Глава Тридцать Шестая
– Я пригласил тебя поохотиться, Нага-сан, а не повторять свои доводы, которые я уже слышал, – сказал Торанага.
– Я прошу вас, отец, в последний раз: прекратить эту подготовку, запретить употребление ружей, убить чужеземца, объявить эксперимент неудавшимся и покончить с этим мерзким делом.
– Нет в последний раз. – Сокол с надетым на голову колпачком, сидящий на рукавице Торанаги, беспокойно задвигался при звуках непривычно угрожающего голоса своего хозяина и встревоженно вскрикнул. Они были в кустах, загонщики и охрана находились за пределами слышимости, день был жаркий, влажный и облачный.
Нага вскинул голову:
– Очень хорошо. Но все же мой долг напомнить вам, что вы здесь в опасности, и попросить снова, со всей подобающей вежливостью, сейчас уже в последний раз, чтобы вы сегодня же уехали из Анджиро.
– Нет. Также в последний раз.
– Тогда возьмите мою голову.
– Я уже имею твою голову!
– Тогда возьмите ее сегодня, сейчас, или позвольте мне покончить с жизнью, так как вы не следуете добрым советам.

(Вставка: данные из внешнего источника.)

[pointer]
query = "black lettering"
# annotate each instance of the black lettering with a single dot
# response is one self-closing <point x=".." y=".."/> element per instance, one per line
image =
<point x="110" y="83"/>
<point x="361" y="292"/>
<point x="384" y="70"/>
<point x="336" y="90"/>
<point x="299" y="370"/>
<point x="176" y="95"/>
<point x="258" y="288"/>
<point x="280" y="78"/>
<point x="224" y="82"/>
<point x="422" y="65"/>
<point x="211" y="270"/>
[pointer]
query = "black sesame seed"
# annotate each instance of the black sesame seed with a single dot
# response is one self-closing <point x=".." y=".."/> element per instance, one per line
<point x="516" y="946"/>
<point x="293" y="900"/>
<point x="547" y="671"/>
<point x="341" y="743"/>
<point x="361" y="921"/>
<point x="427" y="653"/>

– Научись терпению, щенок!
– Как я могу быть терпеливым, когда я вижу, как вы губите себя? Мой долг указать вам на это. Вы здесь охотитесь и теряете время, тогда как ваши враги ополчились на вас всем миром. Завтра встретятся регенты. Четыре пятых всех важных дайме Японии либо уже в Осаке, либо на пути туда. Вы единственный важный дайме, который отказался приехать. Теперь вас обвинят в измене. Тогда ничто не спасет вас. По крайней мере вам надо быть дома в Эдо, окруженным своими войсками. Здесь мы не сможем защитить вас. У нас едва ли тысяча человек, а разве Ябу не мобилизовал всю Идзу? У него более восьми тысяч человек в пределах двадцати ри отсюда, еще шесть тысяч закрывают границы. Вы знаете, наши шпионы говорят, что он держит суда, стоящие к северу отсюда, чтобы потопить вас, если вы попытаетесь спастись на галере! Вы опять его пленник, разве вы не видите этого? Один почтовый голубь от Ишидо, и Ябу может погубить вас, когда ему захочется. Разве вы не понимаете, что он готовит измену?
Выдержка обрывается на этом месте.